Castles everywhere. From roughly 500 to 500 years later. Stone fortresses dominated the medieval landscape. They housed nobles, yes, but mostly they guarded borders in chaotic times.
Giant. Stone. Immobile.
Attacking them was hard work. Siege warfare wasn’t exactly fun for the people starving on the outside. Many fell. Some were bought. Bribes work wonders in war. But a handful never surrendered.
Here are six. Including one where a dead cow changed history.
Bohus Fortress
Southwestern Sweden.
Bohus Fortress survived at least 13 attacks. The Swedish National Property Board keeps score. Built on a hill in the 1280s by Norwegian order. Wood first, then stone as money and time allowed.
The layout was brutal for attackers. Interlocking walls. Towers connected to other towers. Lose one? No big deal. Retreat. Fight again elsewhere.
1566 tested this theory. Swedes took one tower. They thought they were winning. The defenders didn’t panic. They kept shooting. Then they blew up the captured tower’s gunpowder magazine. The attackers got a very bad surprise. Boom.
The border moved anyway. Peace treaty of Roskilde, 1658. Bohus went to Sweden without fighting the last round.
Hochosterwitz Castle
Southern Austria. Perched on a 500-foot rise.
This place has been defended since A.D. 860. Always changing. Always ready. The website claims it was never conquered.
Fear of the Turks in the 16th centuries triggered a renovation. The owner added 14 gates. Not one. Fourteen. Each with its own tricks. Traps. Dead ends.
But the real legend is from the 1300s. An army loyal to Countess Margaret surrounded them. Hunger set in. The defenders ran out of food. Almost.
They slaughtered the last cow.
FILLED it with grain. Then CATAPULTED the carcass over the wall.
Margaret’s army watched this happening. They reasoned that if these guys were tossing meat-and-grain bombs around, they must have plenty left. The army left. Smart cow move? Maybe. Fiction? Likely. But it’s the story people tell.
Burgdorf Castle
Near Bern, Switzerland.
1383 brought war between Bern and the counts of Neu-Kyburg. Burgdorf was Kyburg property. Bern attacked. 45 days of siege.
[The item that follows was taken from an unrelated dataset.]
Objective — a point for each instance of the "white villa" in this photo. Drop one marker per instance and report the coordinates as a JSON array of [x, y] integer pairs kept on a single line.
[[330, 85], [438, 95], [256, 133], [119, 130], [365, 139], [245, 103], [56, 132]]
It failed. Bern got tired. The Kyburgs held on. But war is expensive. Peace is cheaper.
So Bern bought the castle.
37,800 guildERS. A massive sum. The deal was done. No surrender, just a transaction.
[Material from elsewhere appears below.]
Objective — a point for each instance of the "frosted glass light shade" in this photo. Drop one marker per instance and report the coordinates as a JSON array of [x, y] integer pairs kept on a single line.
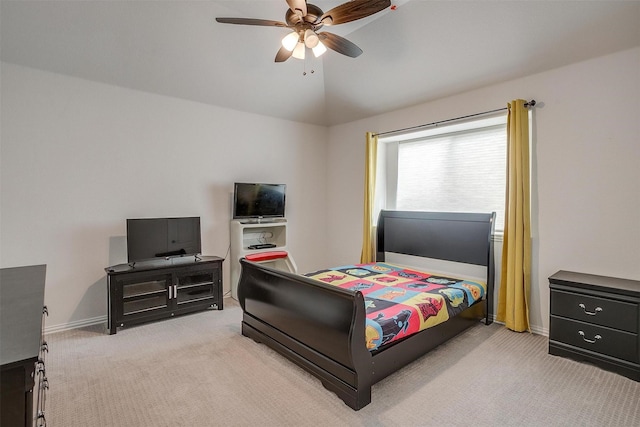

Burgdorf isn’t huge. Just a tower, a keep, a great hall. Connected by walls. It sits there. Still unconquered after 800 years. Because someone paid for it.
Mont-Saint-Michel
Tidal island. Northwestern France.
Part abbey. Part fortress. All stubborn.
During the Hundred Years’ War (1337-1453), the English tried to take it. Multiple times. They couldn’t.
Why? Geography. The tide cuts it off from the sea, then isolates it from land. Ramparts are strong. Nature helps too. The Mont-Saint-Michel site calls it practically impregnable.
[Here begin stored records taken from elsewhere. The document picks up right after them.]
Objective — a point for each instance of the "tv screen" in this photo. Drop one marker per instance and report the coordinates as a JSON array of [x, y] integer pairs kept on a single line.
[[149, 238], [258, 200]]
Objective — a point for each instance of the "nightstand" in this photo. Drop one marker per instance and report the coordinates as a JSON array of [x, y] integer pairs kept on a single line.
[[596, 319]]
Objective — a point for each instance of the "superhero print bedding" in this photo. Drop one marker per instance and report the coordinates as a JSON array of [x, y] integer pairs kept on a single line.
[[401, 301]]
Legend says Archangel Michael told Bishop Aubert to build something there in 708. He said it three times. Aubert built it.
Whether divine instruction or strategic genius, it stands. Untouched.
Kost Castle
Northern Czech Republic. Bohemian paradise.
Gothic style. Built in the 1200s, expanded later. Walls, fortifications, the Great White Tower (named for the stone color, obviously). A chapel. A brewery added in the 1500s. Good priorities.
15th century storytime: General Jan Žižka tried to take it. Failed. He supposedly looked at the walls and called them as hard as bone.
“Kost” means bone in Czech. The name fits the insult. Whether he actually said it, no one knows. But the walls held. They still hold.
Château Pèlerin
Northern Israel coast.
Crusader architecture. Built 1218 by Knights Templar.
Location matters. By the sea meant supply ships could dock. Sieges rely on starvation. You can’t starve what you can resupply via ocean. They wanted control of the coast and Jerusalem (lost in 1187).
Inside? Housing. A chapel. Standard medieval stuff.
It was never taken by force. But in 1291 it didn’t matter. The Kingdom of Jerusalem collapsed. The Crusaders left. Abandoned it.
UNESCO notes this history. The castle stood empty. Victory through evacuation.
Which castle wins the toughest title? Hard to say. But they’re all still there. Waiting for someone else to try.